The pH is always a result of something else. It is not a primary parameter. If you add an acid to your water the pH will drop. If you add an alkaline substance the pH will rise. If the acid or alkaline you add is harmful to the fish it is that which hurts the fish, not the pH. Adding tannins, which are acidic, doesn't harm the fish, but adding inorganic acids may well harm them. When we add CO2 to the water, a tiny bit of the CO2 forms carbonic acid in the water, dropping the pH - actually it, along with the carbonates in the water, form a buffer that holds the pH constant at the value determined by how much CO2 is in the water and how much carbonates are in the water. The change in pH caused by the addition of CO2 does not harm the fish, but too much CO2 in the water will harm the fish, no matter what the pH is.

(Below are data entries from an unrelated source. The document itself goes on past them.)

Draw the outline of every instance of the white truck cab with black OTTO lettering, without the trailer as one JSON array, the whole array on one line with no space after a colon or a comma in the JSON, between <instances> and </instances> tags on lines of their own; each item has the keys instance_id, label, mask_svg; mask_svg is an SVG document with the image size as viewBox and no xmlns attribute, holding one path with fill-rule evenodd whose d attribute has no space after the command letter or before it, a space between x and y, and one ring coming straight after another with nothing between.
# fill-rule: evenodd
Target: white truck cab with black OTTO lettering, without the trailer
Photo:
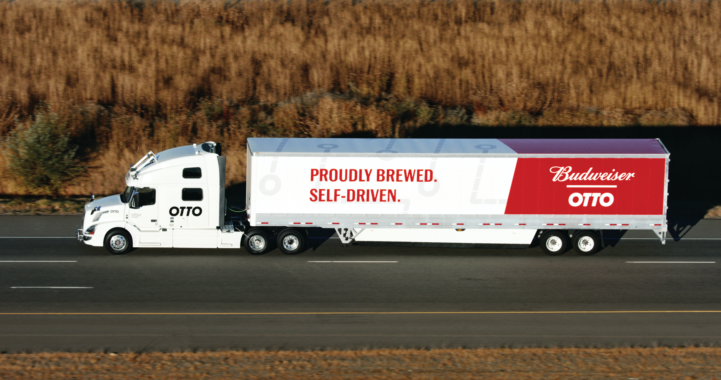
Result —
<instances>
[{"instance_id":1,"label":"white truck cab with black OTTO lettering, without the trailer","mask_svg":"<svg viewBox=\"0 0 721 380\"><path fill-rule=\"evenodd\" d=\"M123 254L136 247L238 248L226 219L221 144L208 141L154 154L125 174L125 191L84 207L76 236Z\"/></svg>"}]
</instances>

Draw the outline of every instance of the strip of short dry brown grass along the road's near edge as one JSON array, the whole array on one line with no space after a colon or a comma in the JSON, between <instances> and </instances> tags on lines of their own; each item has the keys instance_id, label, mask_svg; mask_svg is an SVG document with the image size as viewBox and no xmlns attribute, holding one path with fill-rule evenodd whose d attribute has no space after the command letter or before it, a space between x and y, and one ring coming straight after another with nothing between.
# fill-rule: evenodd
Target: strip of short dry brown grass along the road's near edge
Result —
<instances>
[{"instance_id":1,"label":"strip of short dry brown grass along the road's near edge","mask_svg":"<svg viewBox=\"0 0 721 380\"><path fill-rule=\"evenodd\" d=\"M720 348L39 353L2 379L719 379Z\"/></svg>"}]
</instances>

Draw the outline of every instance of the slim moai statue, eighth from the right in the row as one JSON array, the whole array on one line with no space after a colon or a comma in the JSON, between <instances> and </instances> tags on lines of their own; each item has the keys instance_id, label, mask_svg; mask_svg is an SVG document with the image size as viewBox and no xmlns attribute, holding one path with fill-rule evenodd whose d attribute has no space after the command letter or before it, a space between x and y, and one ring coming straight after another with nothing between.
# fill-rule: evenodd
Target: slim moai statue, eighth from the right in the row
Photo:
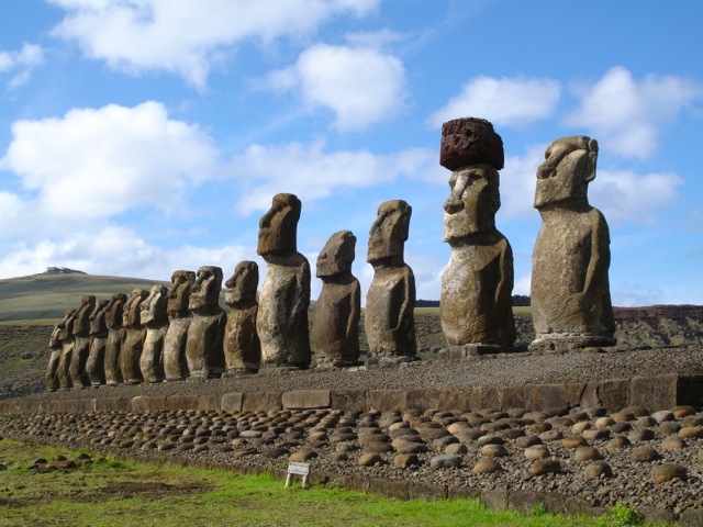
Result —
<instances>
[{"instance_id":1,"label":"slim moai statue, eighth from the right in the row","mask_svg":"<svg viewBox=\"0 0 703 527\"><path fill-rule=\"evenodd\" d=\"M166 303L168 329L164 339L164 374L167 381L182 381L188 377L186 343L188 327L193 319L188 303L193 283L193 271L179 270L171 274L171 289Z\"/></svg>"}]
</instances>

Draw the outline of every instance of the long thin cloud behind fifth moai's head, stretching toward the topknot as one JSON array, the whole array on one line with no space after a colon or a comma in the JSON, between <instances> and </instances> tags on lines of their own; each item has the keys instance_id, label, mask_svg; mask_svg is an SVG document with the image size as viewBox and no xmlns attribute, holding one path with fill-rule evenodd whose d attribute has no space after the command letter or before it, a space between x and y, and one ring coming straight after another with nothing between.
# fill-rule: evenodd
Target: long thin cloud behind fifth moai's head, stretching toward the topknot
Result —
<instances>
[{"instance_id":1,"label":"long thin cloud behind fifth moai's head, stretching toward the topknot","mask_svg":"<svg viewBox=\"0 0 703 527\"><path fill-rule=\"evenodd\" d=\"M422 179L436 165L436 153L429 149L410 148L378 156L368 150L326 153L324 146L320 141L309 145L249 146L232 164L243 183L237 211L241 214L266 211L278 192L292 192L306 203L401 176Z\"/></svg>"}]
</instances>

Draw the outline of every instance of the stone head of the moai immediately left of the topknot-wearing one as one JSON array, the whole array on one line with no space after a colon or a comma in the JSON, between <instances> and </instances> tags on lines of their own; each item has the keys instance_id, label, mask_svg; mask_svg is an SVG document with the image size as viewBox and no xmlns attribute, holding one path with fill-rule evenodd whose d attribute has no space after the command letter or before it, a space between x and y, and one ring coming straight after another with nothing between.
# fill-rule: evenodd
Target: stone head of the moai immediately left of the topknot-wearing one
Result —
<instances>
[{"instance_id":1,"label":"stone head of the moai immediately left of the topknot-wearing one","mask_svg":"<svg viewBox=\"0 0 703 527\"><path fill-rule=\"evenodd\" d=\"M389 259L403 260L403 249L410 229L412 208L403 200L381 203L369 232L367 261L382 264Z\"/></svg>"}]
</instances>

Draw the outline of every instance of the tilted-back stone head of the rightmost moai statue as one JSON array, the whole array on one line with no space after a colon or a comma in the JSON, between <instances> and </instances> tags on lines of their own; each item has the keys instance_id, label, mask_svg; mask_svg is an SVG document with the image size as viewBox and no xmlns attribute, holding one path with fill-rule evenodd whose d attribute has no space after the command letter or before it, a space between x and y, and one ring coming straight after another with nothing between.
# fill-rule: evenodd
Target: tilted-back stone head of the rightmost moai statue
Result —
<instances>
[{"instance_id":1,"label":"tilted-back stone head of the rightmost moai statue","mask_svg":"<svg viewBox=\"0 0 703 527\"><path fill-rule=\"evenodd\" d=\"M583 135L562 137L545 152L537 168L535 209L563 202L588 203L588 186L595 178L598 142Z\"/></svg>"}]
</instances>

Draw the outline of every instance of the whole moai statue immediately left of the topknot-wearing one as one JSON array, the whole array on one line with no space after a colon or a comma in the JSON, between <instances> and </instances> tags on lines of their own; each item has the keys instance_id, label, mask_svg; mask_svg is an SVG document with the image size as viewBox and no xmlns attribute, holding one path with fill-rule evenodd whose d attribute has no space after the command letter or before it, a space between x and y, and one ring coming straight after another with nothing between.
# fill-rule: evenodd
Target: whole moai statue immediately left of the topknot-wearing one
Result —
<instances>
[{"instance_id":1,"label":"whole moai statue immediately left of the topknot-wearing one","mask_svg":"<svg viewBox=\"0 0 703 527\"><path fill-rule=\"evenodd\" d=\"M415 277L403 255L411 214L404 201L386 201L369 232L367 261L373 266L373 280L364 317L369 352L398 362L415 360L417 351Z\"/></svg>"}]
</instances>

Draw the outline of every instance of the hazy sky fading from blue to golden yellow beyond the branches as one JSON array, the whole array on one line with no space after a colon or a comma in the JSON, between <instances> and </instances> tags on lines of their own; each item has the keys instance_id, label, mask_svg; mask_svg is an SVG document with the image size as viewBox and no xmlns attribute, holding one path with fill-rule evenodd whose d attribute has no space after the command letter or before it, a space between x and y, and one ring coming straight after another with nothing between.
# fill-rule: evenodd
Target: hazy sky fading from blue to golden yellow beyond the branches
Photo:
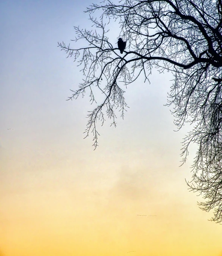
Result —
<instances>
[{"instance_id":1,"label":"hazy sky fading from blue to golden yellow beyond the branches","mask_svg":"<svg viewBox=\"0 0 222 256\"><path fill-rule=\"evenodd\" d=\"M170 73L128 87L96 150L84 139L92 106L66 101L83 76L57 42L91 28L90 4L0 1L0 256L222 256L222 226L185 182L195 146L179 167L189 127L164 106Z\"/></svg>"}]
</instances>

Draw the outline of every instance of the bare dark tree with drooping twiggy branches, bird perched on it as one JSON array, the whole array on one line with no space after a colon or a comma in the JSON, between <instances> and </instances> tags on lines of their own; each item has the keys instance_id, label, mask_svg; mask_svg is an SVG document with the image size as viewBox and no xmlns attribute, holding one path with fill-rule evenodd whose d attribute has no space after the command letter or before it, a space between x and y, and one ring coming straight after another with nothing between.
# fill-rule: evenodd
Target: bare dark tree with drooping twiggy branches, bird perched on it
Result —
<instances>
[{"instance_id":1,"label":"bare dark tree with drooping twiggy branches, bird perched on it","mask_svg":"<svg viewBox=\"0 0 222 256\"><path fill-rule=\"evenodd\" d=\"M127 104L122 85L140 75L145 81L153 67L171 71L174 82L168 97L173 106L175 124L192 129L184 139L183 162L191 143L198 146L189 188L199 192L204 202L200 208L214 209L215 222L222 222L222 1L221 0L104 0L87 8L96 30L75 27L76 38L88 45L71 49L59 43L68 57L82 65L85 76L69 99L98 89L103 101L88 115L86 137L94 134L96 121L104 122L104 109L116 125L115 109L124 116ZM93 13L100 13L93 18ZM124 56L110 43L105 22L118 21L120 37L127 40ZM117 37L118 38L118 37ZM117 39L116 39L117 40ZM102 79L104 79L102 81Z\"/></svg>"}]
</instances>

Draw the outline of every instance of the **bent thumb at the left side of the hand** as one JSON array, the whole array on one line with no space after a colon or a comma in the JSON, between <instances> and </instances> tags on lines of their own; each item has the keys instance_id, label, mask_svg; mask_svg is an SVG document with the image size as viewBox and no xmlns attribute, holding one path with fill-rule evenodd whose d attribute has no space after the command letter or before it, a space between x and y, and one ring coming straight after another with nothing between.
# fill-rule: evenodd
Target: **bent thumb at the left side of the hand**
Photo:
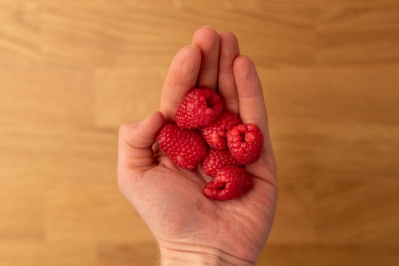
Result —
<instances>
[{"instance_id":1,"label":"bent thumb at the left side of the hand","mask_svg":"<svg viewBox=\"0 0 399 266\"><path fill-rule=\"evenodd\" d=\"M142 121L119 128L118 175L126 171L145 171L154 164L152 145L164 124L164 115L155 112Z\"/></svg>"}]
</instances>

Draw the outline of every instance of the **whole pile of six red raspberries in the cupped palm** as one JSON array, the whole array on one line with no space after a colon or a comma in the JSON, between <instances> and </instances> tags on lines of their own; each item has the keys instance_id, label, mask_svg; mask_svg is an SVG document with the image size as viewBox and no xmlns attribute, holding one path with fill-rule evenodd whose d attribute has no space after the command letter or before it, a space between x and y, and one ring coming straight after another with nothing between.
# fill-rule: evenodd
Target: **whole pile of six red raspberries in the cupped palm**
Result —
<instances>
[{"instance_id":1,"label":"whole pile of six red raspberries in the cupped palm","mask_svg":"<svg viewBox=\"0 0 399 266\"><path fill-rule=\"evenodd\" d=\"M253 124L224 108L220 96L208 88L191 90L180 103L175 124L166 124L157 136L159 147L186 169L198 164L213 177L203 189L212 200L238 198L253 185L243 168L260 157L263 135Z\"/></svg>"}]
</instances>

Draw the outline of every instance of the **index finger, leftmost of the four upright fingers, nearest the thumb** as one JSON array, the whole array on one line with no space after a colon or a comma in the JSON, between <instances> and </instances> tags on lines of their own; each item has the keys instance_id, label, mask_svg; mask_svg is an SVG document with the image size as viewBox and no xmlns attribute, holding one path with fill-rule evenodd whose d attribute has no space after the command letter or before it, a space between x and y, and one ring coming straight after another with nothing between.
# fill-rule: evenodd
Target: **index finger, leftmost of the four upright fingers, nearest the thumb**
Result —
<instances>
[{"instance_id":1,"label":"index finger, leftmost of the four upright fingers, nearest the thumb","mask_svg":"<svg viewBox=\"0 0 399 266\"><path fill-rule=\"evenodd\" d=\"M168 122L175 121L180 102L196 86L200 63L200 49L194 45L183 47L173 58L162 89L160 106Z\"/></svg>"}]
</instances>

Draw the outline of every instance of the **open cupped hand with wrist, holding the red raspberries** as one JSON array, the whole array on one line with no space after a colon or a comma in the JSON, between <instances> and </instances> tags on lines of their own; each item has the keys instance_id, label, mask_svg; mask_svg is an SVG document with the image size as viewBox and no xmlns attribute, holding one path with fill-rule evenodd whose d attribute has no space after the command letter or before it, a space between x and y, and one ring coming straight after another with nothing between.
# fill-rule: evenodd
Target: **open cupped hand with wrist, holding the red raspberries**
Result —
<instances>
[{"instance_id":1,"label":"open cupped hand with wrist, holding the red raspberries","mask_svg":"<svg viewBox=\"0 0 399 266\"><path fill-rule=\"evenodd\" d=\"M254 186L238 199L206 198L202 190L211 178L176 166L154 145L186 93L198 86L218 90L227 109L263 133L260 159L246 166ZM195 32L193 45L173 59L160 111L121 126L118 185L154 234L161 264L254 265L273 223L276 169L259 77L252 61L239 55L232 33L210 27Z\"/></svg>"}]
</instances>

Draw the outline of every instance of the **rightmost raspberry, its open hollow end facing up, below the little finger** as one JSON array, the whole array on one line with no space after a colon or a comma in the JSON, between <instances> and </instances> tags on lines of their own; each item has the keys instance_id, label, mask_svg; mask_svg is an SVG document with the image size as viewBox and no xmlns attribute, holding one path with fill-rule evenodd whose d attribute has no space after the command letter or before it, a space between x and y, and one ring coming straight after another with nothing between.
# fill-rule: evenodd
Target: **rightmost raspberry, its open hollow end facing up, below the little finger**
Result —
<instances>
[{"instance_id":1,"label":"rightmost raspberry, its open hollow end facing up, below the little finger","mask_svg":"<svg viewBox=\"0 0 399 266\"><path fill-rule=\"evenodd\" d=\"M257 161L263 147L263 135L253 124L239 125L227 132L227 146L234 159L242 164Z\"/></svg>"}]
</instances>

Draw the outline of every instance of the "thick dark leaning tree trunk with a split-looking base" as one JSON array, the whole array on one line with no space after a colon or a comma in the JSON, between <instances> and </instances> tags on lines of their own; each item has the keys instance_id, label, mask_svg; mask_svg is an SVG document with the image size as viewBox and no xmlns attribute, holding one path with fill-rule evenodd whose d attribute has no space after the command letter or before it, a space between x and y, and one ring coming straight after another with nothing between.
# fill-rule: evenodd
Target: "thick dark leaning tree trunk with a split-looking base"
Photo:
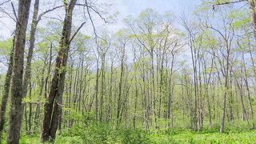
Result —
<instances>
[{"instance_id":1,"label":"thick dark leaning tree trunk with a split-looking base","mask_svg":"<svg viewBox=\"0 0 256 144\"><path fill-rule=\"evenodd\" d=\"M56 130L58 129L59 118L62 111L62 94L64 90L66 63L70 50L70 33L72 26L72 16L74 6L77 0L71 0L66 3L66 17L62 29L62 39L60 50L56 58L54 77L52 79L50 94L45 104L45 114L42 127L42 142L54 140ZM54 108L53 108L54 107Z\"/></svg>"}]
</instances>

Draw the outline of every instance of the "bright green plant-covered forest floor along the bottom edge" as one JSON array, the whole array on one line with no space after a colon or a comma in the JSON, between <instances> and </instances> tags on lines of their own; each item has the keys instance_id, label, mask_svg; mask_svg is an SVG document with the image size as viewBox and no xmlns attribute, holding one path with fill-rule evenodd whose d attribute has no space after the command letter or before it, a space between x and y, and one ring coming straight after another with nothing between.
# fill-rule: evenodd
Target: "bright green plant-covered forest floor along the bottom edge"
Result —
<instances>
[{"instance_id":1,"label":"bright green plant-covered forest floor along the bottom edge","mask_svg":"<svg viewBox=\"0 0 256 144\"><path fill-rule=\"evenodd\" d=\"M76 134L74 134L76 133ZM5 143L5 142L4 142ZM40 136L23 135L23 144L40 143ZM256 143L256 130L229 130L226 134L220 134L216 130L203 130L194 132L192 130L165 130L150 131L143 130L66 130L58 135L54 143Z\"/></svg>"}]
</instances>

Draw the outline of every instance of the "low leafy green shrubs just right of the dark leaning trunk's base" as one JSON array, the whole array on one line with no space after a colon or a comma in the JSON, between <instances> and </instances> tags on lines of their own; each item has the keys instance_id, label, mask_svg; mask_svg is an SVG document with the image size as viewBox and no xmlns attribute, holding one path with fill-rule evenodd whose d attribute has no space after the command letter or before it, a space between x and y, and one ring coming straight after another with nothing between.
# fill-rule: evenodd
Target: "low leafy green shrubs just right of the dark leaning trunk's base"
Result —
<instances>
[{"instance_id":1,"label":"low leafy green shrubs just right of the dark leaning trunk's base","mask_svg":"<svg viewBox=\"0 0 256 144\"><path fill-rule=\"evenodd\" d=\"M95 123L89 126L74 126L72 129L64 131L56 142L66 142L69 138L76 138L74 143L150 143L149 136L144 130L115 130L107 124L97 125ZM66 141L62 139L66 139Z\"/></svg>"}]
</instances>

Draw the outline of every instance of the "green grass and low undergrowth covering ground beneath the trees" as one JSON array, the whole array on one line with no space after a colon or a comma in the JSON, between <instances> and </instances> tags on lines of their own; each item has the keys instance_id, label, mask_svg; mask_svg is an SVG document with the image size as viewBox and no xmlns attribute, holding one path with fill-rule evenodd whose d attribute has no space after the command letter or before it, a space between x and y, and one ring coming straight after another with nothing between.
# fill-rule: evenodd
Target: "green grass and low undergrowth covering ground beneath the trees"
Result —
<instances>
[{"instance_id":1,"label":"green grass and low undergrowth covering ground beneath the trees","mask_svg":"<svg viewBox=\"0 0 256 144\"><path fill-rule=\"evenodd\" d=\"M122 126L121 126L122 127ZM22 133L21 144L40 144L40 128L38 133L27 135ZM3 142L6 143L6 134ZM174 128L166 130L142 130L125 129L116 130L108 124L90 123L90 125L77 125L70 129L62 130L57 134L56 144L246 144L256 143L256 130L250 130L243 122L233 123L226 126L226 133L219 133L219 126L214 128L205 127L201 131Z\"/></svg>"}]
</instances>

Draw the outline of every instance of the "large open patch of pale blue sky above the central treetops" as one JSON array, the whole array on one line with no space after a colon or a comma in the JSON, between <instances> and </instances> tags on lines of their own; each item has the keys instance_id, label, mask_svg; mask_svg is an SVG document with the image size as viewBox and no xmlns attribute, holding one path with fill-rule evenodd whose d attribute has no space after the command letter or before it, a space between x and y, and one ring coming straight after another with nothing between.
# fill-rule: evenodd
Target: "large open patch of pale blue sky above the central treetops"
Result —
<instances>
[{"instance_id":1,"label":"large open patch of pale blue sky above the central treetops","mask_svg":"<svg viewBox=\"0 0 256 144\"><path fill-rule=\"evenodd\" d=\"M107 0L102 1L106 2ZM191 14L202 0L110 0L109 2L113 4L112 10L119 13L117 23L114 26L109 26L109 29L117 31L124 26L123 18L128 15L136 17L147 8L152 8L159 14L172 12L178 17L183 13Z\"/></svg>"}]
</instances>

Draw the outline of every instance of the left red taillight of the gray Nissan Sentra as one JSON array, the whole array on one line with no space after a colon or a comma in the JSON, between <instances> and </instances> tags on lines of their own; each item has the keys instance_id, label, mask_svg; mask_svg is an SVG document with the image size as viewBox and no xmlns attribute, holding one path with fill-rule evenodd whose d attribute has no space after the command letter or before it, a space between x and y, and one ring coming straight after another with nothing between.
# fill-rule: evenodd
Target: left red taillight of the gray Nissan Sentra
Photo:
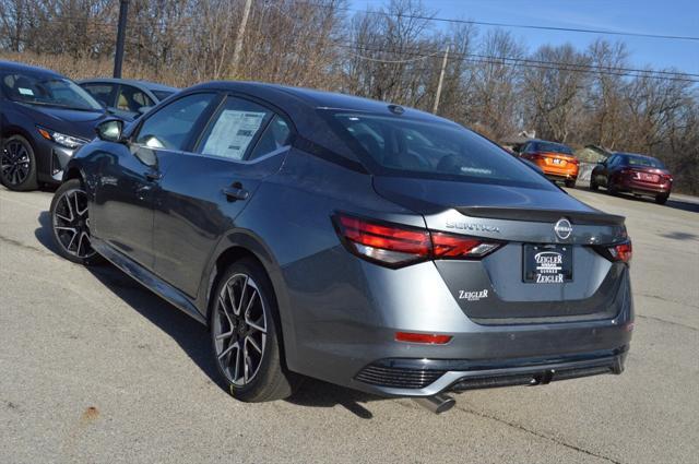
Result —
<instances>
[{"instance_id":1,"label":"left red taillight of the gray Nissan Sentra","mask_svg":"<svg viewBox=\"0 0 699 464\"><path fill-rule=\"evenodd\" d=\"M334 216L337 235L354 254L390 267L427 260L477 260L501 243L430 231L346 214Z\"/></svg>"}]
</instances>

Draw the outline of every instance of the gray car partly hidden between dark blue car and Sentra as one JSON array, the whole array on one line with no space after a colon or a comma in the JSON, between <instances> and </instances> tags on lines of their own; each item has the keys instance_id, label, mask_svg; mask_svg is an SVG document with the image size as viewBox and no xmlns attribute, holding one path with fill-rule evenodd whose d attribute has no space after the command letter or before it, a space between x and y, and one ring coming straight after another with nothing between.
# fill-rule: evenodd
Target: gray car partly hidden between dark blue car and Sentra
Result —
<instances>
[{"instance_id":1,"label":"gray car partly hidden between dark blue car and Sentra","mask_svg":"<svg viewBox=\"0 0 699 464\"><path fill-rule=\"evenodd\" d=\"M179 92L167 85L128 79L86 79L78 84L109 112L129 121Z\"/></svg>"}]
</instances>

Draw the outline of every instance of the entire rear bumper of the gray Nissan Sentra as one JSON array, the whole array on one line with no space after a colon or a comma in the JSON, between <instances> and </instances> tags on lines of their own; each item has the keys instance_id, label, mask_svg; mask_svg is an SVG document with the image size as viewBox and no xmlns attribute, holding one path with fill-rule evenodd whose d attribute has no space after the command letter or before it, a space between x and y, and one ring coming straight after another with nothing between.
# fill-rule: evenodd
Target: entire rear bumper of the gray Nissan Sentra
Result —
<instances>
[{"instance_id":1,"label":"entire rear bumper of the gray Nissan Sentra","mask_svg":"<svg viewBox=\"0 0 699 464\"><path fill-rule=\"evenodd\" d=\"M387 396L547 383L605 373L605 366L611 373L621 371L626 352L621 347L630 344L633 328L628 278L623 278L617 297L609 301L614 310L594 318L506 318L485 323L464 313L434 263L401 270L356 264L364 267L368 287L351 294L346 287L332 287L322 298L322 310L317 296L294 305L295 333L286 336L295 340L286 350L289 369ZM343 266L343 273L351 274L351 269L352 264ZM363 287L359 282L354 285ZM493 310L497 309L494 305ZM452 338L443 345L405 343L395 341L396 332ZM424 369L425 362L438 368ZM399 378L423 383L383 382L390 376L383 379L381 369L393 366L407 369L396 371Z\"/></svg>"}]
</instances>

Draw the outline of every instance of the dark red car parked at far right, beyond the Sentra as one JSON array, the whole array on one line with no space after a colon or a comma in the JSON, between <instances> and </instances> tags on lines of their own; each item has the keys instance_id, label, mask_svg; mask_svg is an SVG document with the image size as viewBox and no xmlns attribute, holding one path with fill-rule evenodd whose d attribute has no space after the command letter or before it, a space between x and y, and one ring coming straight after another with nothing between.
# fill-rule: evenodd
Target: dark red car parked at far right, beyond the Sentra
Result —
<instances>
[{"instance_id":1,"label":"dark red car parked at far right, beyond the Sentra","mask_svg":"<svg viewBox=\"0 0 699 464\"><path fill-rule=\"evenodd\" d=\"M590 189L605 187L611 194L629 192L653 197L664 204L673 189L673 176L657 158L635 153L614 153L592 170Z\"/></svg>"}]
</instances>

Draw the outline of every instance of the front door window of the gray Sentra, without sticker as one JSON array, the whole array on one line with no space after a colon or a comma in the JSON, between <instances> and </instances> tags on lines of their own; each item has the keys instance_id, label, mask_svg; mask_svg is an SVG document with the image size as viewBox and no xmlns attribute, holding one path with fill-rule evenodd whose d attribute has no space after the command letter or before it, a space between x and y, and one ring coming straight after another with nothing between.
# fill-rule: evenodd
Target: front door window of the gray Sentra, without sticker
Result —
<instances>
[{"instance_id":1,"label":"front door window of the gray Sentra, without sticker","mask_svg":"<svg viewBox=\"0 0 699 464\"><path fill-rule=\"evenodd\" d=\"M151 148L185 150L194 126L215 94L193 94L176 99L150 116L135 143Z\"/></svg>"}]
</instances>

Fortunately, it is almost impossible to make really sudden changes in pH by adding CO2. Those changes take at least 10+ minutes for the pH to change even in small tanks. I think the ease of measuring pH has caused us to vastly overemphasize pH as a meaningful parameter. I never measure pH in my tank, and haven't done so for several years now.


----------



## klibs (May 1, 2014)

bsantucci said:


> pH drop from co2 is definitely not the same as a pH swing from gH or kH changes. The daily co2 swing won't harm any livestock. As long as fish aren't gasping you're all good.


+1

My pH swing is from about 7 - 5.9 every day. Fish are totally fine.


----------



## DBridges (Sep 22, 2009)

Thanks for the responses, guys. That helps to clear things up a bit.

Seems like any hobby you get into deep enough, you start to miss the forest for the trees sometimes.

David


----------